Getting started exporting and importing outside of Europe is an intimidating task. Today we wanted to let you know the key India freight facts facts and what to look out for.

1. Growth in Bilateral Trade

The trade relationship between UK and India is ever flourishing. Both nations are keen to increase bilateral trade post-Brexit as India’s global economic stature grows.

2. Major Ports

India has 13 major ports with Mumbai’s JNPT or Nhava Sheva as it is more commonly known being the largest and most significant for containerised cargo.

3. Customs Documentation

The Bill of Entry is the primary document required by Customs in India. Having accurate and complete documentation significantly reduces clearance times.

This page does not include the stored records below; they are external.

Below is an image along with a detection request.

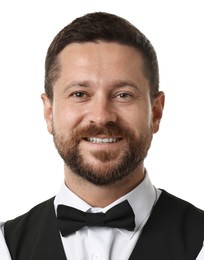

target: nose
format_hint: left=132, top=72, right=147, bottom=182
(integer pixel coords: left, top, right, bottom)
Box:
left=89, top=100, right=117, bottom=125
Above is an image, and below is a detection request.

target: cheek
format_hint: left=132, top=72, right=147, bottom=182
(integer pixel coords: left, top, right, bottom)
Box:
left=53, top=105, right=81, bottom=135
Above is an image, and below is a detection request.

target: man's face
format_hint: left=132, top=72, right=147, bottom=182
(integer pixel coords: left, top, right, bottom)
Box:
left=42, top=42, right=163, bottom=185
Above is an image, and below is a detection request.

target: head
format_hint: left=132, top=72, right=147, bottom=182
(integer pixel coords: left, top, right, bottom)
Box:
left=42, top=13, right=164, bottom=185
left=45, top=12, right=159, bottom=99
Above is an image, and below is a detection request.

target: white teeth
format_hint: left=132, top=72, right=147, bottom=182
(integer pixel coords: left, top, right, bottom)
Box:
left=88, top=137, right=118, bottom=144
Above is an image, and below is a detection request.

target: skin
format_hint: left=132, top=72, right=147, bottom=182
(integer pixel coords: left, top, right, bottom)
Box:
left=41, top=41, right=164, bottom=207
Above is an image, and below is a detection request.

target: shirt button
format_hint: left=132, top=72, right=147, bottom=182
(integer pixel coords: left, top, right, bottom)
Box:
left=93, top=254, right=101, bottom=260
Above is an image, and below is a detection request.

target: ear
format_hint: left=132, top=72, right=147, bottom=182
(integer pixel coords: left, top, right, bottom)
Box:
left=41, top=93, right=53, bottom=134
left=152, top=91, right=165, bottom=133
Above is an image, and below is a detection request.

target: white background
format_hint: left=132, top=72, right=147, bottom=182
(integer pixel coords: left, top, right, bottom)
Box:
left=0, top=0, right=204, bottom=221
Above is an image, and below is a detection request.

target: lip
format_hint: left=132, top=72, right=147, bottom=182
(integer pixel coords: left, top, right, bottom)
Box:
left=85, top=137, right=122, bottom=144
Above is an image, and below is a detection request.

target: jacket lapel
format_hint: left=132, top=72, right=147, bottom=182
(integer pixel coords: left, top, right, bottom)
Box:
left=31, top=199, right=66, bottom=260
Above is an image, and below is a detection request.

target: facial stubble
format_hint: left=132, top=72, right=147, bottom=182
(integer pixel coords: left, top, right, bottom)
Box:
left=53, top=122, right=152, bottom=185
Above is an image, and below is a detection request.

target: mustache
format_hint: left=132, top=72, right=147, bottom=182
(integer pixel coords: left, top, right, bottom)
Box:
left=73, top=122, right=131, bottom=140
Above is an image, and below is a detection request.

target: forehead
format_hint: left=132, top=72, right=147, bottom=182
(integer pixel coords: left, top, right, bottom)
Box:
left=53, top=41, right=147, bottom=93
left=58, top=41, right=142, bottom=66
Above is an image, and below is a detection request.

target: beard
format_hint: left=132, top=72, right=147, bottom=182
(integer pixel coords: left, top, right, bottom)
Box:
left=53, top=122, right=152, bottom=186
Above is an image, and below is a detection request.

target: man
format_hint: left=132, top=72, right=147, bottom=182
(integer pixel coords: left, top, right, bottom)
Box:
left=4, top=12, right=204, bottom=260
left=0, top=229, right=11, bottom=260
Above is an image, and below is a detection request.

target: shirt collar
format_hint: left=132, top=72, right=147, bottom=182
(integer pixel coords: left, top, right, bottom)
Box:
left=54, top=173, right=159, bottom=239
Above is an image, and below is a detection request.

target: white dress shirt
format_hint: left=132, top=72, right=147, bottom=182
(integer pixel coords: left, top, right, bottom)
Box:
left=0, top=174, right=204, bottom=260
left=54, top=174, right=204, bottom=260
left=0, top=223, right=11, bottom=260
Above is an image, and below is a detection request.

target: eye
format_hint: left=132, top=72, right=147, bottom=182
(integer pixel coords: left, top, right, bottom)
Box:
left=117, top=93, right=131, bottom=98
left=71, top=91, right=87, bottom=98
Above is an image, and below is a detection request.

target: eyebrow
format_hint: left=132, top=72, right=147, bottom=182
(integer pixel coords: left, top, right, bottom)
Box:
left=63, top=80, right=140, bottom=93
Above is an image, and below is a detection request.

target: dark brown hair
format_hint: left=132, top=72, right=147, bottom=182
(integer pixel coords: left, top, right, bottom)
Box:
left=45, top=12, right=159, bottom=99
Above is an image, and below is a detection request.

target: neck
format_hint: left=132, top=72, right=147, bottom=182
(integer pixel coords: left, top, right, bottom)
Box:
left=65, top=165, right=145, bottom=208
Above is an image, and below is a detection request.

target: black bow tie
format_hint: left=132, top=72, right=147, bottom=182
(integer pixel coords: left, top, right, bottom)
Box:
left=57, top=200, right=135, bottom=236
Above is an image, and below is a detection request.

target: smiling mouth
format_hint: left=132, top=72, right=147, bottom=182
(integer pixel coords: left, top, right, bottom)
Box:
left=85, top=137, right=122, bottom=144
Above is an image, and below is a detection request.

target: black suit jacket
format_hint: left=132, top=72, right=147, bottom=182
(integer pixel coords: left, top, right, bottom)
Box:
left=4, top=191, right=204, bottom=260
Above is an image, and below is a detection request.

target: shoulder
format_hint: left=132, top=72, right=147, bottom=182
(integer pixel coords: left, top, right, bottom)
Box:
left=159, top=190, right=204, bottom=231
left=158, top=190, right=204, bottom=217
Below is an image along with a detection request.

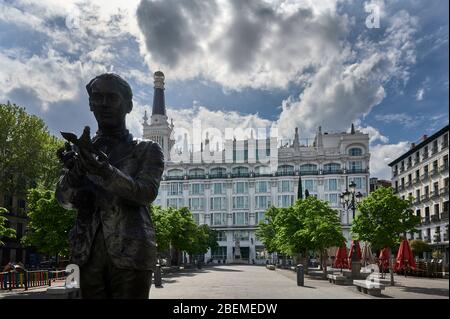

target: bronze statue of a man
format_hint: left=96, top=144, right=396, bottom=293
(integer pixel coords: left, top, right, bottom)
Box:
left=56, top=73, right=164, bottom=299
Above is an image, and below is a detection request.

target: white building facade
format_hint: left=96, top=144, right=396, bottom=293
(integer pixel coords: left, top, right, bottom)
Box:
left=389, top=125, right=449, bottom=262
left=144, top=72, right=370, bottom=264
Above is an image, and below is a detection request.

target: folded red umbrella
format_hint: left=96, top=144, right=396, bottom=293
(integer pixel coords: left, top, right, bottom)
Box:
left=379, top=247, right=391, bottom=271
left=334, top=245, right=348, bottom=268
left=348, top=240, right=362, bottom=269
left=394, top=239, right=416, bottom=272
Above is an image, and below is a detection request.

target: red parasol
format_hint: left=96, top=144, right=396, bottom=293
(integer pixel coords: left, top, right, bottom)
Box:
left=334, top=245, right=348, bottom=269
left=348, top=240, right=362, bottom=269
left=379, top=247, right=391, bottom=272
left=394, top=239, right=416, bottom=272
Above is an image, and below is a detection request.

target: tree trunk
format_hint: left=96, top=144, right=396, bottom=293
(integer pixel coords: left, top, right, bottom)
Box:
left=303, top=250, right=309, bottom=275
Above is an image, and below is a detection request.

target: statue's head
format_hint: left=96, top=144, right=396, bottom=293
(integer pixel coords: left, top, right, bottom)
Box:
left=86, top=73, right=133, bottom=128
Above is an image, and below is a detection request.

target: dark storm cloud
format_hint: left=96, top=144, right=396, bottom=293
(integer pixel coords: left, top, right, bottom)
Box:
left=136, top=0, right=217, bottom=65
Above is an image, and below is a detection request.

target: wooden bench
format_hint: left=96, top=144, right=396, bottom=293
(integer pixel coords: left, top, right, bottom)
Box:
left=353, top=280, right=384, bottom=297
left=327, top=274, right=347, bottom=285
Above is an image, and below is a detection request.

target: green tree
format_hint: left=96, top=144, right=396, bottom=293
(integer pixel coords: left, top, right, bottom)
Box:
left=351, top=187, right=420, bottom=249
left=0, top=207, right=16, bottom=247
left=0, top=102, right=62, bottom=195
left=22, top=188, right=76, bottom=257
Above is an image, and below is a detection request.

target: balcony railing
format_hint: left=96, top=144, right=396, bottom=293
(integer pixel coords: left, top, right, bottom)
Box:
left=431, top=213, right=440, bottom=223
left=347, top=168, right=368, bottom=174
left=300, top=170, right=319, bottom=176
left=322, top=169, right=343, bottom=175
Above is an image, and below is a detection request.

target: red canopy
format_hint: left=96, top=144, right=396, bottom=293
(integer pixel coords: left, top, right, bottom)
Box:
left=394, top=239, right=416, bottom=272
left=348, top=240, right=362, bottom=269
left=333, top=245, right=348, bottom=268
left=379, top=247, right=391, bottom=271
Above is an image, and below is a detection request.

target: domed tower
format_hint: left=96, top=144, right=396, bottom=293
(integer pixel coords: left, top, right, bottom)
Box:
left=143, top=71, right=175, bottom=161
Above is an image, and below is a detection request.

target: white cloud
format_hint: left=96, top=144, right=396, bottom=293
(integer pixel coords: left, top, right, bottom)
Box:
left=370, top=141, right=409, bottom=180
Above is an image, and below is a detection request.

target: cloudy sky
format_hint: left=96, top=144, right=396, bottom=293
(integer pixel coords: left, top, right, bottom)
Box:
left=0, top=0, right=449, bottom=178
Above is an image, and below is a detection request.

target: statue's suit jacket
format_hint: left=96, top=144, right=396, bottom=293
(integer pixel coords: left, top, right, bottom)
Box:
left=56, top=134, right=164, bottom=270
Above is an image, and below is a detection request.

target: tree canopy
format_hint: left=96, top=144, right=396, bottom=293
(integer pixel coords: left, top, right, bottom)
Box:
left=0, top=102, right=63, bottom=195
left=0, top=207, right=16, bottom=247
left=22, top=188, right=76, bottom=257
left=351, top=187, right=420, bottom=249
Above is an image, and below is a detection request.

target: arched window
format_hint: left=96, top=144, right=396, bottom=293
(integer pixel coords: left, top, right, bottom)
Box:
left=323, top=163, right=341, bottom=173
left=348, top=147, right=362, bottom=156
left=189, top=168, right=205, bottom=177
left=232, top=166, right=249, bottom=177
left=300, top=164, right=317, bottom=174
left=277, top=165, right=294, bottom=176
left=255, top=166, right=271, bottom=175
left=210, top=167, right=227, bottom=177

4. Goods and Services Tax (GST)

Introduced in 2017, GST replaced multiple indirect taxes in India. It’s essential for UK exporters to understand its implications on goods being exported to India. GST is a value-added tax levied on most goods and services sold for domestic consumption – like a tax on the value added at each stage of production or distribution.

5. Freight Corridors

India is developing dedicated freight corridors to facilitate faster movement of goods. This will impact transit times and could offer quicker inland transport options.

Espace India Service

6. Labeling Requirements

India has specific labelling requirements – especially for food and cosmetic products. It’s crucial to be aware of these to ensure compliance and avoid shipment delays.

7. Peak Seasons

Festivals like Diwali can lead to congested ports and delayed shipments. Planning shipments outside peak seasons can of course lead to smoother transitions.

8. Restricted Items

India has a list of restricted items that need specific licenses or permits to import. Familiarising yourself with this list is vital to avoid customs issues. You can do so via the DGFT website.

9. Rail Connectivity

India has one of the largest rail networks globally. Rail can be a cost-effective mode of inland transport for any bulk cargo.

10. Bilateral Agreements

India and the UK have several bilateral agreements and trade discussions ongoing to facilitate trade, reduce tariffs, and smoothen the trade process. Keeping up to date with these will help bring you and your business competitive advantage.